Death on Facebook

Filed under: Editorials | Tags: , , |

Usability

I am writing this one day after learning that a friend from high school took his life. I am tabling this post for a bit to let emotions settle. You see, “Jeff’s” (not his real name) death broke on social media.

The word quickly spread among his friends. I heard about it on Twitter and then through messages on Facebook. People started posting pictures they had of Jeff on his page. I did it too. They started telling stories, the things they loved about him, and their favorite memories. There were songs, and tributes posted. Friends of friends expressed their sorrow for our loss. Jeff’s favorite songs and music from 80s when we were all in high school.

The problem was it was all happening so fast, that Jeff’s family had not even been notified that he was dead.

Then the backlash started:

THINK before you post things, especially private things. You are not a TMZ reporter.

Wishes well meaning people would think before they post shit all over Facebook.

Nice way to combine tact with common sense, people. Contrary to popular belief, his family had NOT been notified and this is essentially how they found out. This might be the digital age, but you should consider that bad news travels by actual word of mouth…not FB. His body wasn’t even cold before you all began with your self-centered yearbook dedication style posts. Do you assholes think he is in some cosmic Internet cafe reading this shit and smiling fondly?

I should say, I was probably one of those assholes posting shorting after getting the news. The anger is understandable. The family should be notified first. I apologize to anyone for whom my posts caused distress.

Speaking only for myself, here is what I would like when I die:

For many of us, the comments on FB will be our eulogy and memorial. When I go, feel free to comment. Speak my death. Tell the good. Tell the bad. Just tell it. Let people draw close and know me better. If possible, make my account fully public so people I’ve touched professionally can comment as well.

When my time comes, don’t fight over embarrassing stories or pictures. It’s fine. There will be truth, there will be lies, omissions and misunderstandings. Stains and holes in the tapestry. It’s fine. Don’t pull apart of this.

My wife knows I love her. The kids know I love them. Don’t second guess. Don’t edit because of the kids. I don’t want to die a paragon, because I am not one. The only thing I can hope for is to be understood and remembered. Editing lessons both.

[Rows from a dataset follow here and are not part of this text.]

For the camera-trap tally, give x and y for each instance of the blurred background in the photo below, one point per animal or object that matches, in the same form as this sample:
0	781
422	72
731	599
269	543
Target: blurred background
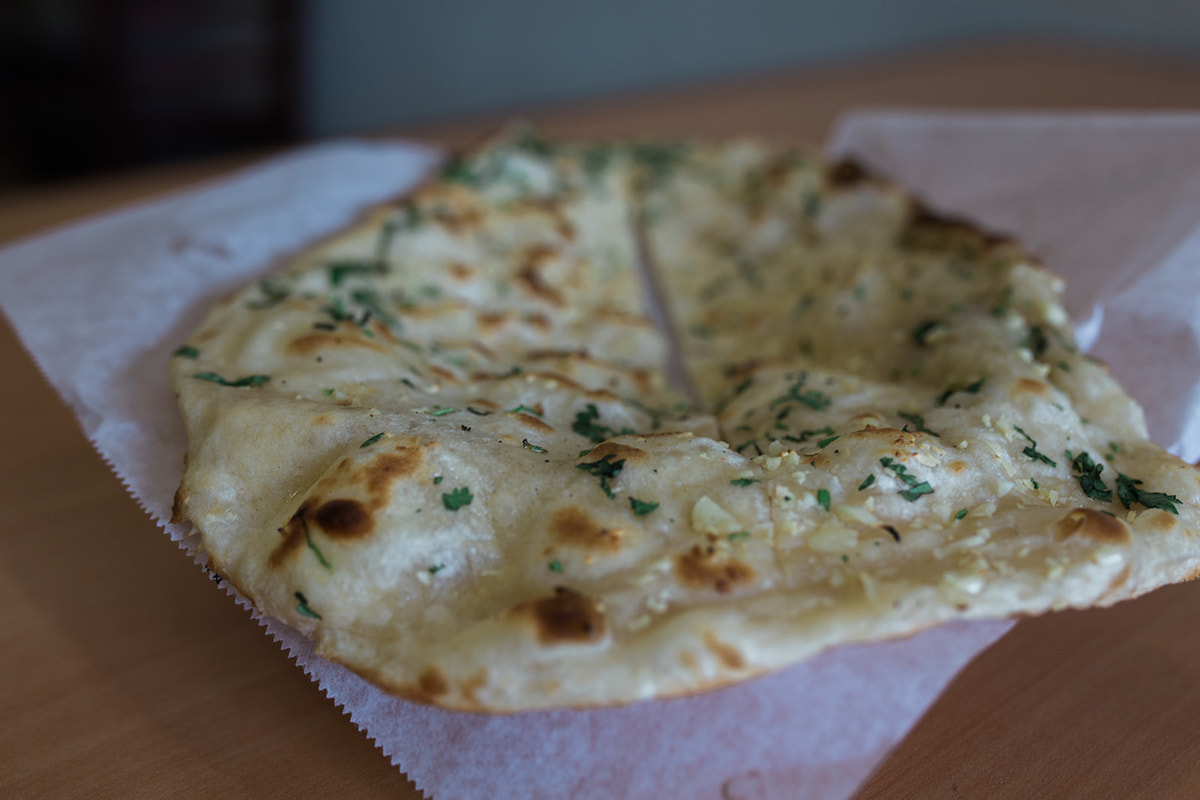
96	85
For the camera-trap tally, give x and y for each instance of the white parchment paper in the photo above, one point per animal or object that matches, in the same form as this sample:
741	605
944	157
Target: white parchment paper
101	306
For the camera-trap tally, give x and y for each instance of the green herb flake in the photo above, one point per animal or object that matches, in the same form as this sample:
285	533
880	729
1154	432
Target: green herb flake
642	507
312	546
918	421
814	398
249	380
304	608
604	469
1128	493
1087	473
457	498
586	426
1031	450
916	489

Facebook’s Policy on Accounts of the Deceased

In October 26, 2009, Facebook blogged it’s policy on what will happen to the accounts of the deceased in post titled, Memories of Friends Departed Endure on Facebook:

We understand how difficult it can be for people to be reminded of those who are no longer with them, which is why it’s important when someone passes away that their friends or family contact Facebook to request that a profile be memorialized. For instance, just last week, we introduced new types of Suggestions that appear on the right-hand side of the home page and remind people to take actions with friends who need help on Facebook. By memorializing the account of someone who has passed away, people will no longer see that person appear in their Suggestions.

When an account is memorialized, we also set privacy so that only confirmed friends can see the profile or locate it in search. We try to protect the deceased’s privacy by removing sensitive information such as contact information and status updates. Memorializing an account also prevents anyone from logging into it in the future, while still enabling friends and family to leave posts on the profile Wall in remembrance.